The mural fills most of the east-facing, 80-foot by 15.5-foot wall of the building at 7115 W. Eight Mile Road. The structure is currently undergoing a complete gutting and renovation by owner Ramiz Almass, who owns the Fresh Fish House chain.
The work mixes black spray paint with colorful swatches of exterior paint that convey energy and dynamism, pattern, creation, melody and musicality. The latter is a hat-tip to the proximity to Baker’s Keyboard Lounge just a couple blocks away.
“That’s the oldest jazz club in the world, so I think that’s very important to use in the piece,” Okoye said.
The work was completed earlier this week with help from volunteers from Mercedes-Benz Financial Services, which made the mural possible through a $5,800 grant, and from the Eight Mile Boulevard Association, which is sponsoring the “Art on 8” program.

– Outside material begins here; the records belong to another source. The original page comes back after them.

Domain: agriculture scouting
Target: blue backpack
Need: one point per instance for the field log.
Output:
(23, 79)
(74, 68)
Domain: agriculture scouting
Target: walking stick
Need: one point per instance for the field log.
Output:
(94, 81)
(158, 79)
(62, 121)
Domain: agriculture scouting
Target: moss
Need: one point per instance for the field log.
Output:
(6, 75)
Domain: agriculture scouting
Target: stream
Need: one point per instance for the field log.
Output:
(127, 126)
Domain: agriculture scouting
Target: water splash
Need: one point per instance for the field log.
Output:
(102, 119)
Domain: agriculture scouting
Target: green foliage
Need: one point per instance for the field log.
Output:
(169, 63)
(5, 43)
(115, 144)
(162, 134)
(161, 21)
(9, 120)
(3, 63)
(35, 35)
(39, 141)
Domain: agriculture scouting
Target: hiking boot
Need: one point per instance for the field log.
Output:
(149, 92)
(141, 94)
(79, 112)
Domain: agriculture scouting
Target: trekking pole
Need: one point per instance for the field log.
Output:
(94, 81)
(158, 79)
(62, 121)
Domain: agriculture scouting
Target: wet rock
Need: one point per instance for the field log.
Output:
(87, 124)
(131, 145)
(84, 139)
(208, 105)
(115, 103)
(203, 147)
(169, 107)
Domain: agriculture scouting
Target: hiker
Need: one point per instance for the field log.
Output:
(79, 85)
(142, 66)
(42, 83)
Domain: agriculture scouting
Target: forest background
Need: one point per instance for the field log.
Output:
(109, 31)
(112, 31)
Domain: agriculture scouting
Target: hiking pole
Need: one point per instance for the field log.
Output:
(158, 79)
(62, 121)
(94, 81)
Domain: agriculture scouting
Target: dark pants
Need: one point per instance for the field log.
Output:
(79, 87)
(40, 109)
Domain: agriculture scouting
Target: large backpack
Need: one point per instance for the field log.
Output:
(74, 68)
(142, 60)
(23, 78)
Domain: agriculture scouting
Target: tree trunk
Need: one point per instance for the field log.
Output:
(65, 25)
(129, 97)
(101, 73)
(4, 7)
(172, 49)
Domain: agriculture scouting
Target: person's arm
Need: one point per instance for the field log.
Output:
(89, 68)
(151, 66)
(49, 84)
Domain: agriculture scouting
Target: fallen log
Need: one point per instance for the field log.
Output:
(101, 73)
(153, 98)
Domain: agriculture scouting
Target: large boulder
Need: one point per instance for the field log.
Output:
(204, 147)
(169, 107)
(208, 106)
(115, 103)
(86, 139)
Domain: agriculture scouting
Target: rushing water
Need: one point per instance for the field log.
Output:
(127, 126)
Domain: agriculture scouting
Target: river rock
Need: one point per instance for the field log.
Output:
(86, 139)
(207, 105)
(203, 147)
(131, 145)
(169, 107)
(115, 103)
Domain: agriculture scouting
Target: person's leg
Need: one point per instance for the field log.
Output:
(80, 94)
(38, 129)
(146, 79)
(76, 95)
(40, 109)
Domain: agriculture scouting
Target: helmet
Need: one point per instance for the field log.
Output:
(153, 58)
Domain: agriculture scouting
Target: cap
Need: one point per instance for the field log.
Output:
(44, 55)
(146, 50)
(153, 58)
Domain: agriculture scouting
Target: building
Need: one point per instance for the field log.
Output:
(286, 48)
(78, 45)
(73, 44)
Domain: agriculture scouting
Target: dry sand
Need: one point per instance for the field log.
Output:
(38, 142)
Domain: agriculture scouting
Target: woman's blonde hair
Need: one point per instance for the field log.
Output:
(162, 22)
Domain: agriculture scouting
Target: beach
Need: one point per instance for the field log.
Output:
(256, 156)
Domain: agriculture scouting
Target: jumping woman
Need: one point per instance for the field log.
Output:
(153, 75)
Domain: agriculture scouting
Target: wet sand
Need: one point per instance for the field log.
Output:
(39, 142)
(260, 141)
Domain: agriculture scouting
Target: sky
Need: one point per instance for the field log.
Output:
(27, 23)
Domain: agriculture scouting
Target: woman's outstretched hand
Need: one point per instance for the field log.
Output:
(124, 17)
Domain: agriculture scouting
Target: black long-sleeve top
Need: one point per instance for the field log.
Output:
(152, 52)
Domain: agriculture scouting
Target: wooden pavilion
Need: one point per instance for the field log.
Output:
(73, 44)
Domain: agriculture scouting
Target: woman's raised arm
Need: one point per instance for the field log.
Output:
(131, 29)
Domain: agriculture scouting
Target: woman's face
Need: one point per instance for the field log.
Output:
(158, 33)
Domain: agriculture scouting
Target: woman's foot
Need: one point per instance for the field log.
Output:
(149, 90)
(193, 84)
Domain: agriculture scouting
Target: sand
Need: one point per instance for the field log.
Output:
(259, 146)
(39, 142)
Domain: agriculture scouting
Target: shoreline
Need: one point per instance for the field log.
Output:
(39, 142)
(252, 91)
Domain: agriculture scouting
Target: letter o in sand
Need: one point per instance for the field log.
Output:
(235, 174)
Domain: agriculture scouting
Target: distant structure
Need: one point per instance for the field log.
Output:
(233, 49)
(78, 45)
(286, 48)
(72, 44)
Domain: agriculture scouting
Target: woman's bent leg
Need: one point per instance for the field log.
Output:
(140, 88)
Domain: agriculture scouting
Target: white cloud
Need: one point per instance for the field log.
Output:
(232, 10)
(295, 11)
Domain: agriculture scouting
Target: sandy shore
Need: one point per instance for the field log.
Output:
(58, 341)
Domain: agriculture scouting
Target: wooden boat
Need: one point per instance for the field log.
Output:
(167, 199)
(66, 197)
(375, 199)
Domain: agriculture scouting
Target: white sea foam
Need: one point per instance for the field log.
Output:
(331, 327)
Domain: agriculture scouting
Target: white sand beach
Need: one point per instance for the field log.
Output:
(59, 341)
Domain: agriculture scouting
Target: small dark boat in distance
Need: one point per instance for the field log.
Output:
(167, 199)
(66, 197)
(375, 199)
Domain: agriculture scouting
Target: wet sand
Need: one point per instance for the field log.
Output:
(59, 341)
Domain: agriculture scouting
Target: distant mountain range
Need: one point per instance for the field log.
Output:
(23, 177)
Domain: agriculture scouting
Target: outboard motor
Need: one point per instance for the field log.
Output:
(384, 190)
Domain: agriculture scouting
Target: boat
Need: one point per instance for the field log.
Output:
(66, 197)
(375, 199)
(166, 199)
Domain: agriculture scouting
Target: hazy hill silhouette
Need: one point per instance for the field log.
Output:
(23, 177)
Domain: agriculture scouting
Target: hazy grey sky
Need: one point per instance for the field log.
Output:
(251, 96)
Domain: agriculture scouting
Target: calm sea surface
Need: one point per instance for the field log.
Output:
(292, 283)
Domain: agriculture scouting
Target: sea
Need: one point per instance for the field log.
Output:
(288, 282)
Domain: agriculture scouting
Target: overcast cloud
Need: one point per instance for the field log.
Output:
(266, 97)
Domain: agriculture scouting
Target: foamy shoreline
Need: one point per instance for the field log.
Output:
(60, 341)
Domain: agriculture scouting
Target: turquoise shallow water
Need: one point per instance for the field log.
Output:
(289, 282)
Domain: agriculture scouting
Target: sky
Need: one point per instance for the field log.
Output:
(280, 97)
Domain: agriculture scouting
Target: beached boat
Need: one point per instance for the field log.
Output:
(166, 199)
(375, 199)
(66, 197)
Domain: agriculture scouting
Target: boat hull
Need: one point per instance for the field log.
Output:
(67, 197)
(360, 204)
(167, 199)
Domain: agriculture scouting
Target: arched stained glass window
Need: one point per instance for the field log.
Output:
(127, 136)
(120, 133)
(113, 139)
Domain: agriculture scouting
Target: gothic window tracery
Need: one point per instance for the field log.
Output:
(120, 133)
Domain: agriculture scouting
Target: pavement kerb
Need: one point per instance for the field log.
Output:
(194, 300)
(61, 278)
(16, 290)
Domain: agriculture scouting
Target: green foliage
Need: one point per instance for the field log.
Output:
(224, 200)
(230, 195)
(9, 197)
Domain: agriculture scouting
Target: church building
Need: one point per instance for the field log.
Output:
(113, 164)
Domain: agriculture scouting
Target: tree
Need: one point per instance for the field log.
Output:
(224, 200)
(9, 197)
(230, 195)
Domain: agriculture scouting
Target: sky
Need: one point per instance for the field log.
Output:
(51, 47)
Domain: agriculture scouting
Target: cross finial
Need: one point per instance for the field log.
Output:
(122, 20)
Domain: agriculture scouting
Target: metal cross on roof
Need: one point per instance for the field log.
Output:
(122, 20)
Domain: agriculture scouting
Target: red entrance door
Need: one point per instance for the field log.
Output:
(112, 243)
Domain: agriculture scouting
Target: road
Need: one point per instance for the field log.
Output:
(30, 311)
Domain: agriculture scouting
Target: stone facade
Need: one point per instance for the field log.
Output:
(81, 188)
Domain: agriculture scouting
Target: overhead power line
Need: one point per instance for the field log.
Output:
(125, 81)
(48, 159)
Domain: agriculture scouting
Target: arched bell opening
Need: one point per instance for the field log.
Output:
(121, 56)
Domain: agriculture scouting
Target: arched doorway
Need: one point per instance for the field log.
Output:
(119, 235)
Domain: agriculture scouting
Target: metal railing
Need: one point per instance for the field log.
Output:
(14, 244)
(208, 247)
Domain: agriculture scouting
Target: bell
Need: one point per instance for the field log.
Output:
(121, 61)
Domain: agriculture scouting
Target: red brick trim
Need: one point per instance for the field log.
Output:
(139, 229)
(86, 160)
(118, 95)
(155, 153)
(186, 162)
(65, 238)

Okoye, who is known for his mural on the building that houses the Our/Detroit vodka micro-distillery in southwest Detroit, said this is his sixth mural, fourth in Detroit and largest outdoor mural to date.
“I think it’s beautiful,” he said. “The volunteers really got on board with it and took it over pretty much. I just pretty much got to sit back and take it all in.
“I think it looks better than it does on paper, honestly. I looks amazing.”